Minimizing vegetation influence on soil salinity mapping with novel bare soil pixels from multi-temporal images

•Vegetation cover has different effects on topsoil salinity mapping.•SYSI from bare soil pixels could help improve the accuracy of soil salinity mapping.•Models for different soil types achieve better regional mapping than those of the whole.•Stacking algorithm is robust for soil salinity mapping. Optical remote sensing satellites provide rapid access to regional topsoil salinization mapping. However, mapping topsoil salinization based on spectral reflectance is always affected by background material like vegetation cover, straw mulching and soil types. In light of these challenges, this study investigates the potential of image fusion, where images of original and bare soil pixels were combined, to minimize the impact of vegetation cover on topsoil salinity mapping. A case study was presented for the typical vegetation cover area using synchronized Sentinel-2 MSI image (named original image) and 255 ground-truth data collected in October 2020, aligning with periods of vegetation cover and salt return. Furthermore, to obtain novel bare soil pixels, multi-temporal Sentinel-2 MSI images were acquired during two distinct intervals: March to May and September to November, spanning the years from 2018 to 2021. The synthetic soil image (SYSI) was obtained by extracting bare soil pixels from multi-temporal images.
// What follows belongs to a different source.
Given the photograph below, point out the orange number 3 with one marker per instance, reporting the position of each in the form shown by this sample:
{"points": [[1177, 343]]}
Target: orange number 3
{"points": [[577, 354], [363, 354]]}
Two images (original, SYSI) were fused with non-negative matrix factorization (NMF) method, named SYSIfused. Then, the stacking machine algorithm was used for soil salinity mapping under different soil types, with evaluating the impact of SYSIfused on the accuracy of soil salinity prediction. The results showed the SYSIfused outperformed the original image (the R2 of the best models increased by 0.054–0.242, RMSE and MAE decreased by 0.049–0.780 and 0.012–0.546, respectively). Based on the SYSIfused, the order of the effect of soil types was coastal bog solonchaks > alluvial soil > cinnamon soil > coral saline soil > overall samples, and their roles in improving the R2 of the model were 0.141, 0.085, 0.022, 0.012, respectively. Besides, stacking models with the SYSIfused provided the best prediction performances (R2 = 0.742, RMSE = 0.377, MAE = 0.362). This study introduces the concept of merging original images with SYSI, resulting in a significant improvement in the accuracy of soil salinity mapping in areas covered by vegetation.